The highest risk comes from training rights, revocation and retention terms and shared liability, the blog said.

Imprecise language can be legally problematic, especially when it comes to things like training rights, as other laws like the Health Insurance Portability and Accountability Act (HIPAA) can more strictly regulate protected health information (PHI), Maguregui and Hennessy said. Clarity about "whether the data is identifiable or de-identified, what de-identification method is being used, and whether the outputs of that training are limited to the specific client’s model or can be used across your entire platform" is needed.

Additionally, "too many AI contracts are silent on what happens to data, models, and outputs after a contract is terminated." This "creates risk on both sides," said the lawyers. It's therefore crucial to "define whether rights to use data or model outputs survive termination, and under what conditions."

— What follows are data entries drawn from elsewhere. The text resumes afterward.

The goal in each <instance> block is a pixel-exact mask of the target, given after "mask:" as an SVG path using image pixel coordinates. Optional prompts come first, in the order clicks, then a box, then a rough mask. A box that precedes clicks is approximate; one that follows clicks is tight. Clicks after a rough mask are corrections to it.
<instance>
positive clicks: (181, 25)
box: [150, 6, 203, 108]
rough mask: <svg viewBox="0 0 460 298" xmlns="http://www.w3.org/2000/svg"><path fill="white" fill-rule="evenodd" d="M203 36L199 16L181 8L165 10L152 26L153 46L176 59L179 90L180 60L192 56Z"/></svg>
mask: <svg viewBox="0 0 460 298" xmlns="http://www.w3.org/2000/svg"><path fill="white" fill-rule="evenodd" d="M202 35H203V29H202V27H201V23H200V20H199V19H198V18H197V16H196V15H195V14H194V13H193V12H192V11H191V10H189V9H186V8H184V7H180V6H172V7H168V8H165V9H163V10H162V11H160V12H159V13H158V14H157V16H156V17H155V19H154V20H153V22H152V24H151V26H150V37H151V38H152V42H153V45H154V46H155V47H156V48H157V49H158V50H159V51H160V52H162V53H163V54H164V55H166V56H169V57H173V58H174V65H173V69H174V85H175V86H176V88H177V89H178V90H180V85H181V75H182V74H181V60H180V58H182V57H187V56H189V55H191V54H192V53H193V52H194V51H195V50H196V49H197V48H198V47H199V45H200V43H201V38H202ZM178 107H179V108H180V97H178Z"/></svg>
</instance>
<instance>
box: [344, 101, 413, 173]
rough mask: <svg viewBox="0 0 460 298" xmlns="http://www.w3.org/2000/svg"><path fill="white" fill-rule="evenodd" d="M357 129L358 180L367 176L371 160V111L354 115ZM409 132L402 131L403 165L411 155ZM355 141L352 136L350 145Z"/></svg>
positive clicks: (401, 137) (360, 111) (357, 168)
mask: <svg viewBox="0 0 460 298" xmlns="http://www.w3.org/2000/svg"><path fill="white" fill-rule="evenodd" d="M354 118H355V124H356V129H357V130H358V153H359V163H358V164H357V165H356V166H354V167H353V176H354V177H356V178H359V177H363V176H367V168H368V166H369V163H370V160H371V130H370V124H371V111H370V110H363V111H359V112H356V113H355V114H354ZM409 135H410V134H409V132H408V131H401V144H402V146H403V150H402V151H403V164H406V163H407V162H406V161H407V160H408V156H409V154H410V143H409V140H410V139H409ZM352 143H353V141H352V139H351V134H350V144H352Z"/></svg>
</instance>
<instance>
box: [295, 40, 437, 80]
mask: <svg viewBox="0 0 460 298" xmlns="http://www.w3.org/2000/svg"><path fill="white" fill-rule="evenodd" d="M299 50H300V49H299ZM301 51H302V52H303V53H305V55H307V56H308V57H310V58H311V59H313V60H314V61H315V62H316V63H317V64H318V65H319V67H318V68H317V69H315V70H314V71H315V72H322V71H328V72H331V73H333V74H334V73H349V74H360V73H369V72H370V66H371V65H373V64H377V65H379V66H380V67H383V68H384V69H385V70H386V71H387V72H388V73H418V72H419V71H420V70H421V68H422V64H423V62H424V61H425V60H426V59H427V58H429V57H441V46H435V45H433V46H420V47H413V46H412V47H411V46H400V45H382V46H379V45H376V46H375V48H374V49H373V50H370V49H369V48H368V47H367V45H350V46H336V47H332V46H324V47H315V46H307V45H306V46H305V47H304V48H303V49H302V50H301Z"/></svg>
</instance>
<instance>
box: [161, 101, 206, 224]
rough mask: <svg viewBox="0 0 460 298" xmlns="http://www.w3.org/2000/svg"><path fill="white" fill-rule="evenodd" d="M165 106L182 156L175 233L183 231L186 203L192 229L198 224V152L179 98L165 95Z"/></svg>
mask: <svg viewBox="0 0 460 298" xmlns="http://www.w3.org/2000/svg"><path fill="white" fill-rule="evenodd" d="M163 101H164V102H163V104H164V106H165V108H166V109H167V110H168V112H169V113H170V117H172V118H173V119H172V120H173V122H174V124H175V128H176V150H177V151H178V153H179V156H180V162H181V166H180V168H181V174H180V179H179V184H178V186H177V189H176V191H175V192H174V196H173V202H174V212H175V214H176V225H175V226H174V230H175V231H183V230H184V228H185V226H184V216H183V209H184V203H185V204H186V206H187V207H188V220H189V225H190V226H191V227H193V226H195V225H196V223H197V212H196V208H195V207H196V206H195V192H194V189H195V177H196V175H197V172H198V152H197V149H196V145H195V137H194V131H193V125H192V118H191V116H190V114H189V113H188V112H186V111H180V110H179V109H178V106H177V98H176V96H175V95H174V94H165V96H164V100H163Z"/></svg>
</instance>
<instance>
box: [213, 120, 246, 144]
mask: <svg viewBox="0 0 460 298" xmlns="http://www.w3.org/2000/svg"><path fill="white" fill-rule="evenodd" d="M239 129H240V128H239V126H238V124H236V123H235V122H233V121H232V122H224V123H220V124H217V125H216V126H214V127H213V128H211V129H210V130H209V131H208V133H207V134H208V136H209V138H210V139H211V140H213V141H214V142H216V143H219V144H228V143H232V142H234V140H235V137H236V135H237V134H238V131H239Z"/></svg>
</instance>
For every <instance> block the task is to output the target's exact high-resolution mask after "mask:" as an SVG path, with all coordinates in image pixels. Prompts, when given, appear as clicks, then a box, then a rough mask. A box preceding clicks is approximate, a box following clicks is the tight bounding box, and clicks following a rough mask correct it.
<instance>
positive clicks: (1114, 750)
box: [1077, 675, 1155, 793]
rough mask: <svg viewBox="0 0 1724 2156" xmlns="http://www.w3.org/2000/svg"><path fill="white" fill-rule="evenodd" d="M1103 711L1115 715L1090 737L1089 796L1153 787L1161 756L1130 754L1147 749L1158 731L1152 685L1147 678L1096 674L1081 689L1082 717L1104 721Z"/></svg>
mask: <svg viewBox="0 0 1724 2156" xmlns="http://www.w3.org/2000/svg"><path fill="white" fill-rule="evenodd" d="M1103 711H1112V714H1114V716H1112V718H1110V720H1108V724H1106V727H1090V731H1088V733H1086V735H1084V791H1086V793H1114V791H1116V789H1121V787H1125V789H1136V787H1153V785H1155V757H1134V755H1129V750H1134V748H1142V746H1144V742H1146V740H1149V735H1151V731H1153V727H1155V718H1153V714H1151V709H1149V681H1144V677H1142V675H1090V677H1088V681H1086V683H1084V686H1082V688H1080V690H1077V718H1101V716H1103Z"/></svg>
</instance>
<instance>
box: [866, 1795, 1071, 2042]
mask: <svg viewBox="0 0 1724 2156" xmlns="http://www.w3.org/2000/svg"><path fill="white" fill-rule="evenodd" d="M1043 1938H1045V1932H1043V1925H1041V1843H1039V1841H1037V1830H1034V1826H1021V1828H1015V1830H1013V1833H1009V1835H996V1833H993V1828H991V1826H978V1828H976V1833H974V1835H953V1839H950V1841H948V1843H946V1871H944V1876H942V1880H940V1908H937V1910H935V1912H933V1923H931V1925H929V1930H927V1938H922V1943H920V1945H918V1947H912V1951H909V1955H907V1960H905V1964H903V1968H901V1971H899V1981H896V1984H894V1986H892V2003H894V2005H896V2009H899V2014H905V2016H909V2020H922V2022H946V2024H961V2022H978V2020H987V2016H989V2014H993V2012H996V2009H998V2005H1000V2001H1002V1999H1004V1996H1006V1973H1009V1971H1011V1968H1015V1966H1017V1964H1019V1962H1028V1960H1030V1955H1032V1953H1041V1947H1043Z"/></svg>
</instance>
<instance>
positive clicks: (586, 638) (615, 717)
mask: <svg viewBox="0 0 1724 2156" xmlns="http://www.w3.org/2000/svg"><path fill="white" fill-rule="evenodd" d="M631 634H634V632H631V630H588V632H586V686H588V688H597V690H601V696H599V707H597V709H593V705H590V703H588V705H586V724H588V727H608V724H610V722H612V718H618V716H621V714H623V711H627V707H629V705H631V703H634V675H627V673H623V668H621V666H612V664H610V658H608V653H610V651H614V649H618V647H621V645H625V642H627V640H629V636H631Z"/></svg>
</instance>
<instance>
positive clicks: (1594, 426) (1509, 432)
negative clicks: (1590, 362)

"If you want to retain the ability to use data or trained models post-termination, that should be an express, bargained-for right," the lawyers said. "If not, you must be prepared to unwind that access, destroy any retained data, and potentially retrain models from scratch."

Liability allocation is often overlooked in health contracting, despite risk on both sides, Maguregui and Hennessy added. One way to combat this is requiring clients to have proof of "appropriate authorizations or consents under applicable laws," while uses of client data are "clearly articulated in the agreement." Moreover, indemnity provisions in contracts can help with third-party liability, they said.

Data terms "are a core part of your business model, your compliance posture, and your defensibility in the market," the lawyers said. "For AI vendors, the goal should be to build trust through transparency."